Antony Martin et al. Pharmacogenomics. 2017 Nov.

Abstract

This review assessed evidence of disparities in benefits of pharmacogenomics related to 'model performance' in subgroups of patients and studies which reported impact on health inequalities. 'Model performance' refers to the ability of algorithms including clinical, environmental and genetic information to guide treatment. A total of 4978 abstracts were screened by one reviewer and 30% (1494) were double screened by a second independent reviewer, after which data extraction was performed. Additional forward and backward citation searching of reference lists was conducted. Investigators independently double rated study quality and applicability of included studies. Only five individual studies were identified which met our inclusion criteria, but were contradictory in their conclusions.
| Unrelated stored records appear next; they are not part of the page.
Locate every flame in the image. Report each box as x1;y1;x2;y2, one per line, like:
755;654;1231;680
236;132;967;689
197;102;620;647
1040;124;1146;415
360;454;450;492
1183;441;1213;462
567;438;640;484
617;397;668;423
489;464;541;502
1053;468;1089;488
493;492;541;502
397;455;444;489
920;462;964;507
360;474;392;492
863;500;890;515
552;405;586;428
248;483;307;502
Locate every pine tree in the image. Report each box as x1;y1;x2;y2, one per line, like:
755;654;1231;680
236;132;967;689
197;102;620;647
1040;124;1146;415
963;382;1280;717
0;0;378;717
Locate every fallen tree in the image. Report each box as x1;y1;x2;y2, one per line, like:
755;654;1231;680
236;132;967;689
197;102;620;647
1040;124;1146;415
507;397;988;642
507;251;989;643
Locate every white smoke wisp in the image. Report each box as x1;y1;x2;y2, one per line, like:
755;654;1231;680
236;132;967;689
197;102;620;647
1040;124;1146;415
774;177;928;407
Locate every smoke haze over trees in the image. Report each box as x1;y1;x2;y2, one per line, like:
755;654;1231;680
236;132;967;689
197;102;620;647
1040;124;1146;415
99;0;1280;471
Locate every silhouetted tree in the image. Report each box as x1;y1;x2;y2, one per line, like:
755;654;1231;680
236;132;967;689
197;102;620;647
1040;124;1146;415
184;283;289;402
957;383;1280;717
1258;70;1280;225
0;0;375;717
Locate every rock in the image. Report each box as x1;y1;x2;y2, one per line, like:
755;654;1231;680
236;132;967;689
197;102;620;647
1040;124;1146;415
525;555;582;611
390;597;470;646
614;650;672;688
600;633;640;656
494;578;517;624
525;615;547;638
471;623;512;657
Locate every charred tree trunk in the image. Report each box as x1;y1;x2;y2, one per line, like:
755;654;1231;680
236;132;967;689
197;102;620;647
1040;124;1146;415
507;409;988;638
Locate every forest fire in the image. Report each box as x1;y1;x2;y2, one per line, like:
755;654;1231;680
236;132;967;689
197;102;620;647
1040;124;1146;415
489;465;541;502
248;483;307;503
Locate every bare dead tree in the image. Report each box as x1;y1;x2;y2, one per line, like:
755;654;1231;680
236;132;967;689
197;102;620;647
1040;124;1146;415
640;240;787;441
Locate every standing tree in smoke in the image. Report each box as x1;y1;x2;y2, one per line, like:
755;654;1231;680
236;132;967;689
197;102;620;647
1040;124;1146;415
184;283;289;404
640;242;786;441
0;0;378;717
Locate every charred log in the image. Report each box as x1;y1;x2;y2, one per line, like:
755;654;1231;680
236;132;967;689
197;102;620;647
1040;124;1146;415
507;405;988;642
While three studies of genotype-guided dosing of warfarin reported that ethnic disparities in healthcare may widen, two other studies (one reporting on warfarin and reporting on clopidogrel) suggested that disparities in healthcare may reduce. There is a paucity of studies which evaluates the impact of pharmacogenomics on health disparities. Further work is required not only to evaluate health disparities between ethnic groups and countries but also within ethnic groups in the same country and solutions need to be identified to overcome these disparities.

Keywords: disparities; efficacy; equity; genetics; pharmacogenomics.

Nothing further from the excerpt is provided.